Like many of the immunotherapy newcomers, Wall Street is pegging peak annual sales of avelumab in the neighborhood of $4 billion to $6 billion.

Does Pfizer's immunotherapy program make the stock a buy?
With avelumab progressing along you might be wondering what you should be doing with Pfizer's stock. My suggestion is for you not to dramatically alter your current investment thesis until Pfizer has a handful of approvals for avelumab under its belt and both companies demonstrate a successful launch.

One point you'll want to consider here is that Pfizer's patent woes aren't entirely in the rearview mirror, even if the company has grown (slightly) on an operational basis in each quarter this year.
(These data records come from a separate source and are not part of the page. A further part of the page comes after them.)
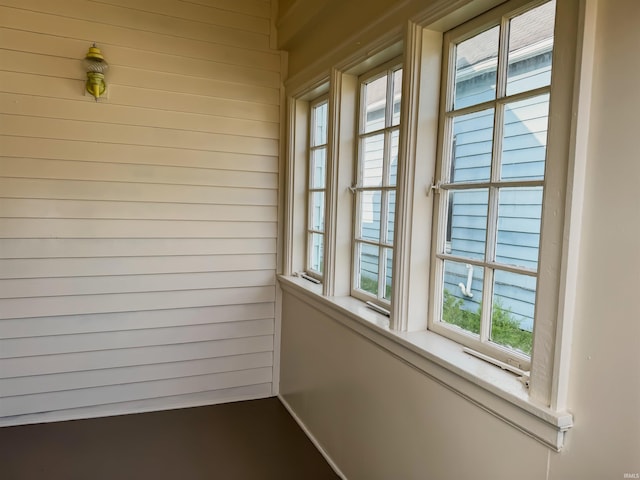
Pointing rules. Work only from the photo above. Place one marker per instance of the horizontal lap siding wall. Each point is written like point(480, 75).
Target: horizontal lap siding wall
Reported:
point(138, 234)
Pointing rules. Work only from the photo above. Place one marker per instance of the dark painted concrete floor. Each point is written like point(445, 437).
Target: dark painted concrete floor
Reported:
point(252, 440)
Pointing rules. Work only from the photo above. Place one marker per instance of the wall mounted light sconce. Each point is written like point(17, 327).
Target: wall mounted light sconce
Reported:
point(95, 65)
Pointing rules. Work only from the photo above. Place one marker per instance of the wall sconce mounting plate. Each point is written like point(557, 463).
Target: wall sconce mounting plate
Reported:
point(95, 66)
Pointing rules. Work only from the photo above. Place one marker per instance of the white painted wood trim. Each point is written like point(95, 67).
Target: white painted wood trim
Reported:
point(485, 385)
point(139, 406)
point(313, 439)
point(574, 203)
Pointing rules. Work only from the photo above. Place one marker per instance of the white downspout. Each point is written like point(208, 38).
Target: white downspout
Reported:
point(466, 289)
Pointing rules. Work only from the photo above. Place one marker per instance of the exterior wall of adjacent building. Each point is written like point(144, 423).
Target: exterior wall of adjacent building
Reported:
point(138, 233)
point(379, 418)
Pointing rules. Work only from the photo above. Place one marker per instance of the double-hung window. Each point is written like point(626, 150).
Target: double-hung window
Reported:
point(375, 189)
point(317, 188)
point(491, 182)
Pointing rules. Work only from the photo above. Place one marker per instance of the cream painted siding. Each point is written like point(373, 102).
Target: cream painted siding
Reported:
point(137, 234)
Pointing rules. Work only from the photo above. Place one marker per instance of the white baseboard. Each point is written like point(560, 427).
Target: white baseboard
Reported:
point(312, 438)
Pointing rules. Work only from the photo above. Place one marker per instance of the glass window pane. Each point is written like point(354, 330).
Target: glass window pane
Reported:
point(389, 273)
point(393, 165)
point(391, 215)
point(375, 98)
point(530, 49)
point(372, 157)
point(476, 67)
point(514, 298)
point(316, 252)
point(467, 230)
point(317, 211)
point(462, 296)
point(519, 213)
point(472, 147)
point(524, 146)
point(318, 168)
point(397, 96)
point(319, 134)
point(368, 268)
point(370, 203)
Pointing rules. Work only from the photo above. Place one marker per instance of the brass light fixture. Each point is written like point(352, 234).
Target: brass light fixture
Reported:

Pfizer's second best-selling drug, Lyrica, which is used to treat nerve pain, will be subjected to generic competition beginning in 2018. This is a $5 billion drug that could quickly lose a sizable portion of its revenue stream. Thus, Pfizer's growth throughout the remainder of the decade could be somewhat tempered even with a successful launch of avelumab and growing sales of breast cancer drug Ibrance.

The good news for the long-term shareholder is that there aren't any red flags in Pfizer's quarterly reports, and its recently announced deal with Allergan should help reduce its expenses, add product diversity, and raise its operating margins over time. However, the days of Pfizer barreling higher with unstoppable growth prospects may be long gone. For investors with a long-term horizon (10+ years), patience should pay off in the form of substantial dividends and modest share price appreciation.